NATO chief says cyber attack on Estonia is major concern

The massive wave of cyber attacks which have hit Estonia's web sites this month are a security issue which concern NATO, the alliance's secretary general Jaap de Hoop Scheffer, quoted by an AFP report, said.

'These cyber attacks have a security dimension without any doubt and that is the reason that NATO expertise was sent to Estonia to see what can and should be done,' he was quoted by the AFP report as saying in a meeting of lawmakers from NATO member states held in Funchal on the Portuguese island of Madeira.

'Does this have a security implication‾ Yes, it does have a security implication. Is it relevant for NATO‾ Yes, it is relevant for NATO. It is a subject which I am afraid will stay on the political agenda in the times to come,' the official said.
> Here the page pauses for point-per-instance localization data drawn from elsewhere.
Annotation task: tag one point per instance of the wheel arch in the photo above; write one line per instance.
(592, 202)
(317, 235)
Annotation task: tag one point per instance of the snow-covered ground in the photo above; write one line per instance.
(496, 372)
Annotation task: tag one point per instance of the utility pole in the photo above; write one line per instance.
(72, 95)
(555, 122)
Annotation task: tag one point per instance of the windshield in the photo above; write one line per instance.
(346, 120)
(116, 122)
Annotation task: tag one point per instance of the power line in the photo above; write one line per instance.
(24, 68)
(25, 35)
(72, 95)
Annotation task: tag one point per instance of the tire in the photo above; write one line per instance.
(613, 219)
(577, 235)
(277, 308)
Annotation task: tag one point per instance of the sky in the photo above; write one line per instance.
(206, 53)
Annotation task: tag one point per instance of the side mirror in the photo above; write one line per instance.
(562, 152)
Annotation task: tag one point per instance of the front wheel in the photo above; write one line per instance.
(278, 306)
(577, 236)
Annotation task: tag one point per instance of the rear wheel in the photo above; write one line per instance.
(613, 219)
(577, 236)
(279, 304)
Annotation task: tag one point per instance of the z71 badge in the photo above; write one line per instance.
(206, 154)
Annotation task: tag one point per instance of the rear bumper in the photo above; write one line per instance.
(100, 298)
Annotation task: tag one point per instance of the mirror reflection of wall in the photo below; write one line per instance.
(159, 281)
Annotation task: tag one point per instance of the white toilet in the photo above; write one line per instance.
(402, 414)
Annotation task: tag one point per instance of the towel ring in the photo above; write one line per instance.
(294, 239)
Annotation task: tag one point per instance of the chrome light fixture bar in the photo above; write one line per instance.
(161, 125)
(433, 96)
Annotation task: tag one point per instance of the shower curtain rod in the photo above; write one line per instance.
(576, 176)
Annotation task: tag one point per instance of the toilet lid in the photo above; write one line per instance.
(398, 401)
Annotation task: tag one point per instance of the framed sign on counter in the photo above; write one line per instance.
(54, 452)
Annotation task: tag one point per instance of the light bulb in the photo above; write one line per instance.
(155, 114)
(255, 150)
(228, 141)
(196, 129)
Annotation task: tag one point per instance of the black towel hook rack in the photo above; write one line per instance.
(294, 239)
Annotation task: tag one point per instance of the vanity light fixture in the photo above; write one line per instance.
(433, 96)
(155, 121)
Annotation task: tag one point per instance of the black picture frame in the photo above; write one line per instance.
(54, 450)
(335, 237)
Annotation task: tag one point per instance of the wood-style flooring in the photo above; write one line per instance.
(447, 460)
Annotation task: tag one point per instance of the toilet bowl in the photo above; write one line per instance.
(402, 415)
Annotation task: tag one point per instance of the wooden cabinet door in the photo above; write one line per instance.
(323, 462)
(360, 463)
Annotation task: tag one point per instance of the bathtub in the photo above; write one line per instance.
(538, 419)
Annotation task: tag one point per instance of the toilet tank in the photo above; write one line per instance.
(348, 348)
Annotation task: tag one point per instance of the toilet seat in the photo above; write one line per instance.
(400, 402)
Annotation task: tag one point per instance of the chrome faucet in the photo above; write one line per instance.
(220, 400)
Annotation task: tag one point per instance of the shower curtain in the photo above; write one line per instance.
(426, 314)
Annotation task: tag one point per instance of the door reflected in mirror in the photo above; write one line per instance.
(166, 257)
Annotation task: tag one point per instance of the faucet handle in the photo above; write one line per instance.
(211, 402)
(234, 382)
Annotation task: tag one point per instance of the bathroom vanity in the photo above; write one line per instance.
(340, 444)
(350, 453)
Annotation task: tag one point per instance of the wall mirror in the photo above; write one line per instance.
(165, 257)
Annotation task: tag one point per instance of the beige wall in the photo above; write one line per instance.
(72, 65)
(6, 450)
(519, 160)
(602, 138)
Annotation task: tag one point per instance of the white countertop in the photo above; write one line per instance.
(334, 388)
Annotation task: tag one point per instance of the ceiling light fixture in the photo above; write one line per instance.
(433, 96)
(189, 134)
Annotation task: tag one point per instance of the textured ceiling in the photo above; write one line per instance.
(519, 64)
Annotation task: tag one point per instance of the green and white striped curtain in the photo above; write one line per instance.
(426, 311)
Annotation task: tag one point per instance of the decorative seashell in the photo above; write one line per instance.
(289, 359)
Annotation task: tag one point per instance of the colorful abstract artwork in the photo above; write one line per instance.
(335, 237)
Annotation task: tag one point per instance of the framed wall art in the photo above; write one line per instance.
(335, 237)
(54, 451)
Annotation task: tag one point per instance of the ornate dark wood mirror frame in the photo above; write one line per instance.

The AFP report also said NATO nations have sent cyber experts to Estonia, one of the 26 members in the military alliance, as has the US to help it combat the cyber attacks which have jammed mostly government web sites.

Estonia has said that some of the cyber attacks came from Russian government computers, including the Kremlin, but Moscow denies any role, the AFP report said.

The cyber attacks on the high-tech country began after Estonian officials removed a statue on April 27 from central Tallinn which commemorates Soviet troops killed fighting the Nazis, the AFP report said.

Many Estonians consider the statue a reminder of five decades of Soviet occupation when their country was a Soviet republic after World War II, the report further said.